Making this dish is easy in Malaysia even though the price of high grade Mergui salted fish has multiplied several times over. When we moved to the US, salted fish and kangkung were hard to find.
The salted fish found at the Asian markets were not the right type. Mergui salted fish comes in nice large slabs. It does not smell too fishy (the last being a relative thing). So, whenever I make a trip back to Penang, obtaining Mergui salted fish has become a priority.
Fortunately, kangkung is now more easily available after a ban on it was lifted. Prior to that it was considered a “noxious weed” because of it invasive nature. In the summer time, we can even get fresh kangkung from the Hmong vegetable farmers selling them at various farmers markets. With those ingredients in tow, and Linda’s delicious Sambal Belacan I am transported back to my teenage outdoor dining experience in Jalan Dewa all over again. 🙂
- 10.5 oz (300g) beehoon (rice sticks/noodles)
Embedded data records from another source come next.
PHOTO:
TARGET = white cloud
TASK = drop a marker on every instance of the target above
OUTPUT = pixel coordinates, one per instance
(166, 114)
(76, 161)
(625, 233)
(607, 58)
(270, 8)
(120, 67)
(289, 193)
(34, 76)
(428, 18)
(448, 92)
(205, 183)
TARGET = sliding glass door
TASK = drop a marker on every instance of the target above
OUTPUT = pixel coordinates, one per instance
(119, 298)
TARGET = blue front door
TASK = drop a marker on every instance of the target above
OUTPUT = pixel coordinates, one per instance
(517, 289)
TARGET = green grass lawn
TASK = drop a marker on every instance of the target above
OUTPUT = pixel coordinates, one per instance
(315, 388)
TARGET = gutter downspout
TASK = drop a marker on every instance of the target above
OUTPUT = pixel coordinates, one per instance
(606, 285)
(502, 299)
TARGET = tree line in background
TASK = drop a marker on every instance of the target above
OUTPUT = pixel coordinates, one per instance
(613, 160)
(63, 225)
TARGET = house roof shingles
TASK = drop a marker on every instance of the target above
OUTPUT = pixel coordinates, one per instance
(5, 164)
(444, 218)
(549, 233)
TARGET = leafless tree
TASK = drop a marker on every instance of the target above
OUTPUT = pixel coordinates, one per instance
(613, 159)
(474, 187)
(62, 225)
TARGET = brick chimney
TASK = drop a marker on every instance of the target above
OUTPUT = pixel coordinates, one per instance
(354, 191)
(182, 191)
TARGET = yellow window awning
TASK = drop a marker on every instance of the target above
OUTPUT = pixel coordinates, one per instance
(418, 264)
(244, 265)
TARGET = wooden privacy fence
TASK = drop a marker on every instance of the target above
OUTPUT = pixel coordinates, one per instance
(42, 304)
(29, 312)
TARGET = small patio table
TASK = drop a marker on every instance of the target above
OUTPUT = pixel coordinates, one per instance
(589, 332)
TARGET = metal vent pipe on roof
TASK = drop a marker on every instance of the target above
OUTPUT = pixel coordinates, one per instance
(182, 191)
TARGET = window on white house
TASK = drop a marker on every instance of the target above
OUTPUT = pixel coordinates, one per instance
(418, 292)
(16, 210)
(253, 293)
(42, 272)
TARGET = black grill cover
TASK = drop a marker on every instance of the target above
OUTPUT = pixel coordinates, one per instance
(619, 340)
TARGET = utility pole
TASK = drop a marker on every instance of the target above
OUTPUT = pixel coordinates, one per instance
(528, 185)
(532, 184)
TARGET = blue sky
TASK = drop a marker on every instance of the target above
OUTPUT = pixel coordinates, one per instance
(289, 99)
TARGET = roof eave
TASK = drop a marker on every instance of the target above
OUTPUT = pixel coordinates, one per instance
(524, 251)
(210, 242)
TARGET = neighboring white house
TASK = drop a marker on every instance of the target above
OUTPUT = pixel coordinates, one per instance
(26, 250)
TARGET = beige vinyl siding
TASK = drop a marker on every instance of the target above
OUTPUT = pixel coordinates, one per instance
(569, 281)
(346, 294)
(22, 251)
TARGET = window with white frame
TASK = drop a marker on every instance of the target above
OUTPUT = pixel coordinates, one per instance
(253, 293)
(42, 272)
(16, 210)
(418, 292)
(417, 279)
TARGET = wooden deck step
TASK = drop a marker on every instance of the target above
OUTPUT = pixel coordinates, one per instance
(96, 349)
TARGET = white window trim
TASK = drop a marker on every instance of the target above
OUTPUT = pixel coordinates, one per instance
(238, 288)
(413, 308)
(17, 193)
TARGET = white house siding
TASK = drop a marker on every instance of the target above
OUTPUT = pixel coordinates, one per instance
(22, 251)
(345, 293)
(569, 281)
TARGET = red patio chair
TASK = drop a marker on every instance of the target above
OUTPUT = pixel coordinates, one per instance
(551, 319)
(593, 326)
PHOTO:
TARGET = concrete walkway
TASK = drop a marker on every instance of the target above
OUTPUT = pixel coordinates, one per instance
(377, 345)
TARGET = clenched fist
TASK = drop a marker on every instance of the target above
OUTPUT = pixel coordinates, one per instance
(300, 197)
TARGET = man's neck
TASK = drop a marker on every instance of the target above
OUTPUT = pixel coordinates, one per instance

- 4.4 oz (125g) kiam hu (salted fish)
- 5 tbsp vegetable oil
- 3 large eggs
- A dash of ground pepper
- 1 tsp soy sauce
- 3 cloves garlic, minced
- 2 tbsp soy sauce
- 2 tbsp fish sauce
- ½ tsp ground pepper
- ½ lb (225g) kangkung (water spinach), washed and cut into 2½ inch lengths
- Sambal belacan for serving
- Soak beehoon (rice sticks/noodles) for 30 minutes. Drain.
- Cut salted fish against the grain into thin slices. Rinse and soak for 5 minutes. Drain then pat dry with paper towels.
- Heat 1 tablespoon vegetable oil in a wok or large fry pan. Combine eggs, ground pepper, and eggs in a bowl. Beat the eggs lightly with a fork. Pour into wok or fry pan. Allow eggs to set. Then stir fry for 1 to 2 minutes. Remove and set aside.
- Add another 1 tablespoon vegetable oil to the wok or large fry pan. Stir fry prepared salted fish until golden brown, about 6 minutes. Remove and set aside.
- Add remaining 3 tablespoons vegetable oil to the wok or large fry pan. Sauté garlic for 30 seconds. Then add beehoon, soy sauce, fish sauce, and ground pepper. Stir and toss noodles to get it well coated with the sauces. If it is a little dry, add 2 tablespoons of water.
- Add kangkung (water spinach) and continue to stir fry for about 3 to 4. Then return eggs and salted fish to the wok or large fry pan. Toss to get eggs and salted fish well distributed. Turn off stove.
- Dish into 4 individual plates. Serve immediately with sambal belacan.